Bias Amplification: AI learning from biased data could worsen existing inequalities faster.
Job Displacement: The accelerating pace might disrupt job markets faster than adaptation can occur.
Regulatory Lag: Policymakers may struggle to keep up with the speed of innovation.
Key Takeaways
AI systems are increasingly capable of autonomous improvement, significantly accelerating innovation cycles.
OpenAI's Codex demonstrates this through self-feedback loops enhancing its coding capabilities.
Startups like Mirelo are applying similar principles to solve specific AI-generated content quality issues.
The rapid integration of AI in complex systems like autonomous vehicles relies heavily on quick learning.
Newer models like GPT-5.2 are being rigorously tested, pushing the boundaries of AI capabilities.

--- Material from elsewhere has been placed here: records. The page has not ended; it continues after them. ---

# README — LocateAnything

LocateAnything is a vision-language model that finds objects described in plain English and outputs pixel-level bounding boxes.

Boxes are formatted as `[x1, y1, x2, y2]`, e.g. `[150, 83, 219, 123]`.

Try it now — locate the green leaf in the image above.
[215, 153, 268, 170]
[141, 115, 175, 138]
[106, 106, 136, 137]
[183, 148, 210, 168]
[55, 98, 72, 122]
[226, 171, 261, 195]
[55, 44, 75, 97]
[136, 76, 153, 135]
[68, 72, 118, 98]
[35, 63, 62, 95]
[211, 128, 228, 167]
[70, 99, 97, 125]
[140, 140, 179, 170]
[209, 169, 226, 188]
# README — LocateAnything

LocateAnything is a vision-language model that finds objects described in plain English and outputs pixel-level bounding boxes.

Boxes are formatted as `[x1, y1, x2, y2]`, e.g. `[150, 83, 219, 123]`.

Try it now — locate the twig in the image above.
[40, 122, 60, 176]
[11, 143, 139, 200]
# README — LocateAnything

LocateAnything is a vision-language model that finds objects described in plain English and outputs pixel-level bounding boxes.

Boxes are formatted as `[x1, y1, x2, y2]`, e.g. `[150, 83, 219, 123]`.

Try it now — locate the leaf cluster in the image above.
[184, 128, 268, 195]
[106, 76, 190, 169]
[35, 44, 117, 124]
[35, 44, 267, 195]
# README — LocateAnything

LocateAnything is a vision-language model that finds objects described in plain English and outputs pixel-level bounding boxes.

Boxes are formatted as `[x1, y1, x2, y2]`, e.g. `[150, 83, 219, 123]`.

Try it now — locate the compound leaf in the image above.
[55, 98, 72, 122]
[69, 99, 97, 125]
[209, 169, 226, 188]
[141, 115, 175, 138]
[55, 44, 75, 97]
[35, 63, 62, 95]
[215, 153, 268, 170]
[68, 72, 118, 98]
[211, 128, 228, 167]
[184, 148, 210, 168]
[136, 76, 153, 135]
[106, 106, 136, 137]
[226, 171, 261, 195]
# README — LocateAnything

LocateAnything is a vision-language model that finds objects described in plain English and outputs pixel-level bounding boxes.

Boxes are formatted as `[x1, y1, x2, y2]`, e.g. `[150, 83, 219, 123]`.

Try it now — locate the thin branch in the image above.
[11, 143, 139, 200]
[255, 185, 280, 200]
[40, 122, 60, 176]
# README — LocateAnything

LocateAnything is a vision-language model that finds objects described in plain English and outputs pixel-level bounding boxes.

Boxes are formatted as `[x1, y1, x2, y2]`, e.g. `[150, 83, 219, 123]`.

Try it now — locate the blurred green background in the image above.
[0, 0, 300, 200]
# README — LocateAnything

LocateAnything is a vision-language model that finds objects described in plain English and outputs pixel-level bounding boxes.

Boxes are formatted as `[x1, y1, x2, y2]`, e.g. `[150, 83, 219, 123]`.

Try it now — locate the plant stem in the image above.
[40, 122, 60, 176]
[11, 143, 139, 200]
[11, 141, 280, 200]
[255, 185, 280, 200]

This acceleration introduces new regulatory challenges, particularly in areas like finance and crypto.
The intense competition fuels the AI self-improvement race, demanding agility from IT and businesses.
Organizations must adapt by focusing on integration, ethical oversight, and upskilling to leverage this trend.
Frequently Asked Questions (FAQs)
Q1: What exactly is meant by 'AI self-improvement' in this context? A: AI self-improvement refers to AI systems that can analyze their own performance, learn from feedback and usage data, and subsequently enhance their algorithms or capabilities without direct human intervention in the core improvement process. It's a feedback loop where the AI gets smarter based on its own operation.
Q2: Is GPT-5 Codex truly capable of improving itself? A: Yes, according to reports, OpenAI is actively using Codex, including versions leading towards GPT-5, to generate code and feedback specifically for training and refining the AI model itself. This is a concrete example of AI self-improvement in action.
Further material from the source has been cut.